Perhaps there were some at Solomon’s Porch in Acts 3 who truly were ignorant of the truth that God had sent His Son. But whether sincerely or willfully ignorant, the Jews had sinned in their betrayal, denial, and crucifixion of God’s Son. Their actions were sinful; ones they would be condemned for. Paul preached to the Gentiles in Athens who had rejected the one true God and had made and worshipped “gods that are no gods”. Paul’s message to them was about the same as Peter’s at Solomon’s Porch. He said, “The times of ignorance therefore God overlooked but now he commandeth men that they should all everywhere repent: inasmuch as he hath appointed a day in which he shall judge the world by the man whom he hath ordained” (Acts 17:30-31).

Ignorance neither excuses nor saves a man.
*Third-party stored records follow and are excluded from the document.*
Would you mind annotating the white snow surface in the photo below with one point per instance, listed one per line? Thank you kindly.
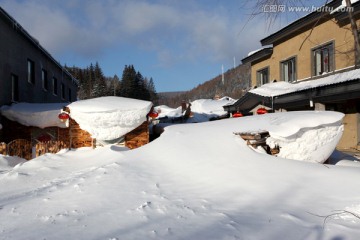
(211, 106)
(280, 88)
(40, 115)
(108, 118)
(202, 109)
(196, 181)
(166, 111)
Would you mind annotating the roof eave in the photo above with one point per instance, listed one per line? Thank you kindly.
(300, 23)
(263, 53)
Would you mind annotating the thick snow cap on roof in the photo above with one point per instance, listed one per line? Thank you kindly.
(280, 88)
(108, 118)
(40, 115)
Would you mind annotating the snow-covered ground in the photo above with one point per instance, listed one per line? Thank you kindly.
(105, 118)
(197, 181)
(202, 110)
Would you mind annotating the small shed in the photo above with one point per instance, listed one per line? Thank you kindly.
(87, 123)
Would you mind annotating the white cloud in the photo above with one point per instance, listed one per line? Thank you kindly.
(87, 27)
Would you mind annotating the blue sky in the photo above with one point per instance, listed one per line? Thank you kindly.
(179, 43)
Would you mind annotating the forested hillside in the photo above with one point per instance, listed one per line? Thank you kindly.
(236, 82)
(93, 83)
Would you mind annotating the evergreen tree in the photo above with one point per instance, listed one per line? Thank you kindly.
(99, 88)
(152, 91)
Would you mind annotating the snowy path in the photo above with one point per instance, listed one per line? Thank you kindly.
(194, 182)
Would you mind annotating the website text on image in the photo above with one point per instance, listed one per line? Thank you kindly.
(274, 8)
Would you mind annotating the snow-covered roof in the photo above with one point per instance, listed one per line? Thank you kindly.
(342, 6)
(105, 118)
(40, 115)
(108, 118)
(258, 50)
(196, 181)
(211, 106)
(280, 88)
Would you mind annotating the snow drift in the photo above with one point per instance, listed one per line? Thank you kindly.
(196, 181)
(40, 115)
(108, 118)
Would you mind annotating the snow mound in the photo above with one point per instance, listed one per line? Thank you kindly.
(165, 111)
(40, 115)
(8, 163)
(196, 181)
(303, 140)
(210, 106)
(108, 118)
(280, 88)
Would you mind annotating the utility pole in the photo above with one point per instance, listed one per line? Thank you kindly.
(222, 74)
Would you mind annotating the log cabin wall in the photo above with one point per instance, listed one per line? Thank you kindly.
(137, 137)
(78, 137)
(64, 135)
(13, 130)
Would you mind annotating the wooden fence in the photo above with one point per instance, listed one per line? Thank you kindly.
(23, 148)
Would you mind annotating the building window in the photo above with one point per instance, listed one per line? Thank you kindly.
(14, 88)
(262, 76)
(69, 92)
(55, 85)
(31, 71)
(323, 59)
(44, 79)
(288, 70)
(62, 89)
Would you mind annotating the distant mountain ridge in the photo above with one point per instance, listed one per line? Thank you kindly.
(236, 83)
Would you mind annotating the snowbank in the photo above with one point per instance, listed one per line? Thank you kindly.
(210, 106)
(40, 115)
(108, 118)
(8, 163)
(196, 181)
(165, 111)
(202, 109)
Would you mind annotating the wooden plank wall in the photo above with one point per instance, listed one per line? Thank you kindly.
(13, 130)
(3, 148)
(137, 137)
(78, 137)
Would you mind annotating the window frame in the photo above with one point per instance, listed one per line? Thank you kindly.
(69, 93)
(31, 71)
(318, 54)
(259, 76)
(62, 89)
(286, 77)
(55, 86)
(44, 80)
(15, 96)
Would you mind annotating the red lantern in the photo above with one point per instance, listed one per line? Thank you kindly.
(261, 111)
(237, 114)
(153, 114)
(63, 116)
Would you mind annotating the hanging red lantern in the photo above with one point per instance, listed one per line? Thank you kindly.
(153, 114)
(238, 114)
(63, 116)
(261, 111)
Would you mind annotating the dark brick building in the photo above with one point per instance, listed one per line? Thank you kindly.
(28, 73)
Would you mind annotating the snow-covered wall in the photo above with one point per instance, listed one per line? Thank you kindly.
(108, 118)
(302, 139)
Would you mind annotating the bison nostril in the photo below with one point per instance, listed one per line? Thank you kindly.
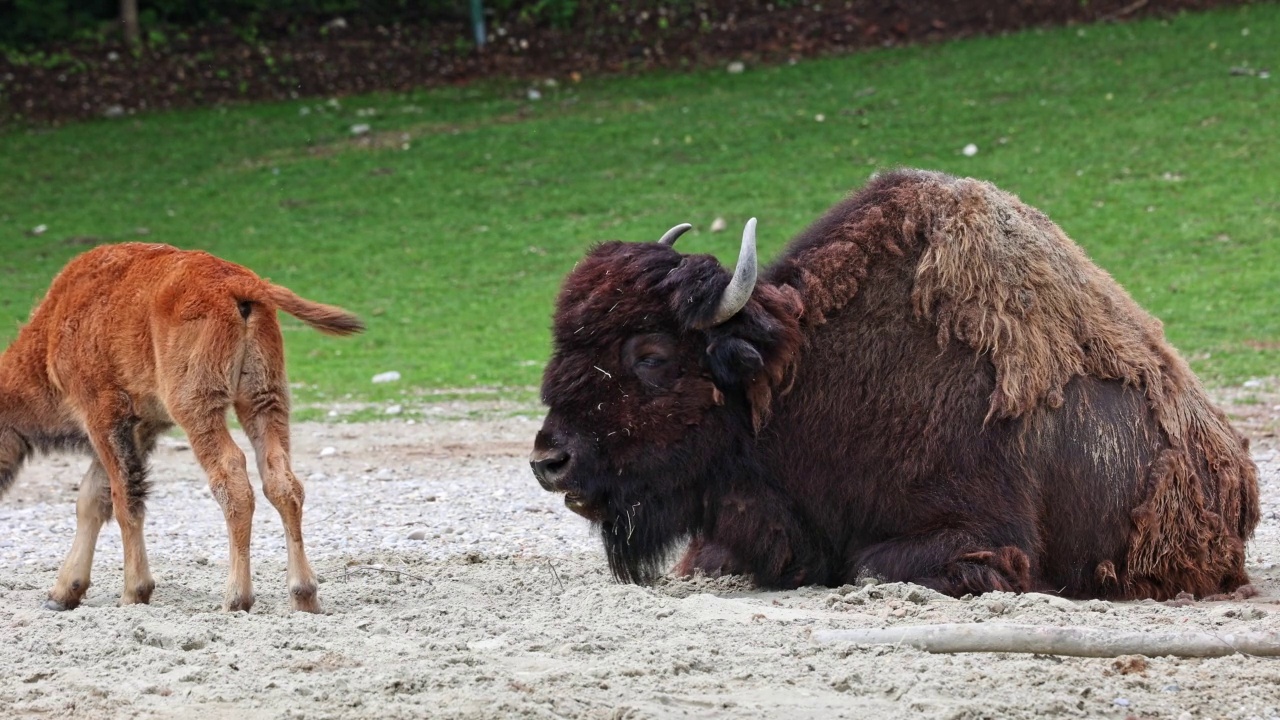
(549, 465)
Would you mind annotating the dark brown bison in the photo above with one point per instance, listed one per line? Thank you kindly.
(932, 383)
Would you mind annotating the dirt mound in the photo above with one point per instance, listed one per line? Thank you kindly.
(216, 64)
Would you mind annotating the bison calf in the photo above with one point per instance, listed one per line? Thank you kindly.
(129, 340)
(932, 383)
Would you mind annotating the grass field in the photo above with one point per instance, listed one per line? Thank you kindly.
(452, 222)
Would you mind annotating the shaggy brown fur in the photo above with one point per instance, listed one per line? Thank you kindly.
(933, 383)
(129, 340)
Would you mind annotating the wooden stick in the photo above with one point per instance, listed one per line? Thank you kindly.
(1080, 642)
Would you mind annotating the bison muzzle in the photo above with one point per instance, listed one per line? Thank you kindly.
(932, 383)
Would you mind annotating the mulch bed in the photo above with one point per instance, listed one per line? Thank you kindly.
(213, 64)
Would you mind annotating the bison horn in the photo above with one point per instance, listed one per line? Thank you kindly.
(740, 288)
(673, 233)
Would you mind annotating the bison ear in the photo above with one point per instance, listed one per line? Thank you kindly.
(734, 360)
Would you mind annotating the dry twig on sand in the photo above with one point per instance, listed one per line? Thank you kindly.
(1082, 642)
(357, 569)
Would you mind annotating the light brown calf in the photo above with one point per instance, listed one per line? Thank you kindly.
(129, 340)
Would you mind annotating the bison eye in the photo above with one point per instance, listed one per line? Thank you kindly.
(650, 358)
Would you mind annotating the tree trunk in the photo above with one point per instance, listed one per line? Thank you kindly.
(129, 19)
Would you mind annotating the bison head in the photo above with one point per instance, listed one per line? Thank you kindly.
(663, 368)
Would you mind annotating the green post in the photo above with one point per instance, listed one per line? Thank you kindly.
(478, 21)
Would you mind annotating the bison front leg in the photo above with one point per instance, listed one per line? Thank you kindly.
(755, 534)
(708, 557)
(950, 561)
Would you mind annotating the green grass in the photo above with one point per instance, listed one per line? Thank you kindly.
(1136, 139)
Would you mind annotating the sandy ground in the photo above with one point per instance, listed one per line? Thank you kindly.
(455, 587)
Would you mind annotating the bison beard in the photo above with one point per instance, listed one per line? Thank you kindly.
(932, 383)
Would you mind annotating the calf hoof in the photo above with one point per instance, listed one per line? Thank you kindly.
(302, 597)
(67, 598)
(238, 602)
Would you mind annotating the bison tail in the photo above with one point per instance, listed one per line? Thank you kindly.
(324, 318)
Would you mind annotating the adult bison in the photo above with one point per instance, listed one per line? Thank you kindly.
(932, 383)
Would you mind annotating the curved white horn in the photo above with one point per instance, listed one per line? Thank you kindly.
(673, 233)
(740, 288)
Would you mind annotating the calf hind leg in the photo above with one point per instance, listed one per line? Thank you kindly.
(266, 422)
(949, 561)
(92, 509)
(228, 482)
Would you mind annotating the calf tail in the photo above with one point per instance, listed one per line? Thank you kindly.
(324, 318)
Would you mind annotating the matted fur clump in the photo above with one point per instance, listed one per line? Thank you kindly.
(1002, 278)
(932, 383)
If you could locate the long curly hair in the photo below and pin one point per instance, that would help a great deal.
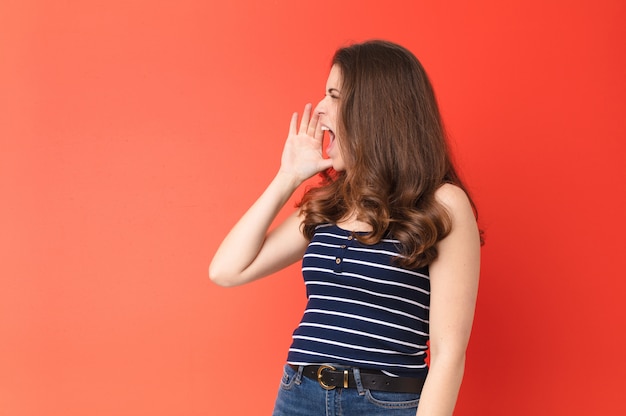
(394, 146)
Both those of Acts 3 and Acts 17 who were ignorant were commanded to repent (Acts 3:19; 17:30-31). Jesus said, “And that servant what knew his Lord’s will and made not ready nor did according to his will shall be beaten with many stripes, but he that knew not, and did things worthy of stripes shall be beaten with few” (Luke 12:47-48).

Paul told the Corinthians, “Try your own selves whether ye are in the faith; prove your own selves. Or know ye not as to your own selves that Christ Jesus is in ye? Unless indeed ye be reprobate” (2 Corinthians 13:5). Eternity is too long and hell is too terrible for us not to sincerely evaluate to see whether we are walking in the light of God or not, and if we are not, to repent and begin to do so.